As with most of Herzog's films, the story behind the production is almost more interesting than the film itself. Unable to shoot in Bremen, as Murnau did in 1922, Herzog prepared to settle for the Dutch town of Delft. Still bitter over their occupation by the Nazis during WWII, the citizens of Delft were less than enthusiastic about this small army of German filmmakers invading their town. When Herzog announced his plan to release 11,000 rats into the streets of Delft for the scene in which Nosferatu arrives (the director wanted grey rats but could only obtain white ones, which his crew painted grey), the Delft Burgermeister categorically refused and told the apparently insane German that his town had just spent months clearing the canals of their own home-grown rats and had no intention of reinfesting the area with laboratory rats from Hungary. Nonplussed, Herzog moved his rats to a more accommodating city, Schiedam, where he was allowed to shoot, albeit on a smaller scale.
While shooting Nosferatu Herzog already knew, that his eccentric star, Klaus Kinski, was notorious for his wild rants and tantrums. He later explained how he managed to "tame the animal", wild Kinski, with the threat of another 4 hour vampire make-up.
"If Kinski would start a tantrum, it would be four hours of make-up again". And so he was peaceful.

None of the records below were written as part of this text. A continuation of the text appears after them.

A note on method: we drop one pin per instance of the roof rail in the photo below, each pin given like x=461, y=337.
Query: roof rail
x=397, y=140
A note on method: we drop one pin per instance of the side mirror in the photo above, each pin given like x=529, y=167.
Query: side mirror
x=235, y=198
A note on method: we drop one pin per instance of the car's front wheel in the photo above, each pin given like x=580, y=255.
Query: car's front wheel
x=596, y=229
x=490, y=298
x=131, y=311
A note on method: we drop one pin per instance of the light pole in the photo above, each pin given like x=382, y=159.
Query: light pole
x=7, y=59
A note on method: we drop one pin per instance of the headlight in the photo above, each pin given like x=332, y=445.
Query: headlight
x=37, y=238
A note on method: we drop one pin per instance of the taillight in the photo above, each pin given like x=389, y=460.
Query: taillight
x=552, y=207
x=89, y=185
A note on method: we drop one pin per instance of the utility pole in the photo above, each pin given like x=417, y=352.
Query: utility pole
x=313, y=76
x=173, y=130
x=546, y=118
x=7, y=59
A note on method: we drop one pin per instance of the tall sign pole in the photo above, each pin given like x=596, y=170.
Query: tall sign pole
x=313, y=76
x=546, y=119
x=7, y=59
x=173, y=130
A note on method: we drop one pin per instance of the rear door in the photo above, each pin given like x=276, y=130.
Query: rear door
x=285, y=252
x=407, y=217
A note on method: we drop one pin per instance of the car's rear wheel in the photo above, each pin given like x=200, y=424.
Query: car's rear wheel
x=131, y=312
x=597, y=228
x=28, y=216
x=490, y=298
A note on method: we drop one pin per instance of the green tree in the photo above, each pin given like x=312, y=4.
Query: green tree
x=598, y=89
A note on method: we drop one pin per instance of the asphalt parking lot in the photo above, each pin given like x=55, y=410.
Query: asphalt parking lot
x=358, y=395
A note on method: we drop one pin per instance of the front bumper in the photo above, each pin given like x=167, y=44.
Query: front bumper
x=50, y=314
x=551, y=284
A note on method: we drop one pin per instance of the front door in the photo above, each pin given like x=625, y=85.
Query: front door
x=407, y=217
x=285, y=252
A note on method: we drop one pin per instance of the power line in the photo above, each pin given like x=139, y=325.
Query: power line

Herzog's personal interest in making a vampire movie, was to develop its genre further. In his opinion "the genre of vampire films requires extreme stylization", and that is what he excessively did in Nosferatu. On the one hand one can feel how this technique of stylization creates a surreal and fascinating, somewhat romantic-frightening atmosphere. On the other hand it causes the film to be "slow" in a cetrtain way, one of its often criticised weaknesses. However, Nosferatu is one of the best of its genre, because the portraying of its protagonist is so unbelievable commiserative. Herzog transforms the vampire-genre into something new and Kinski's presence gives him the key for that.
Disclaimer: These are my opinions and not fact as realised in these here United States, lest I give my friends the idea that everyone thinks like me.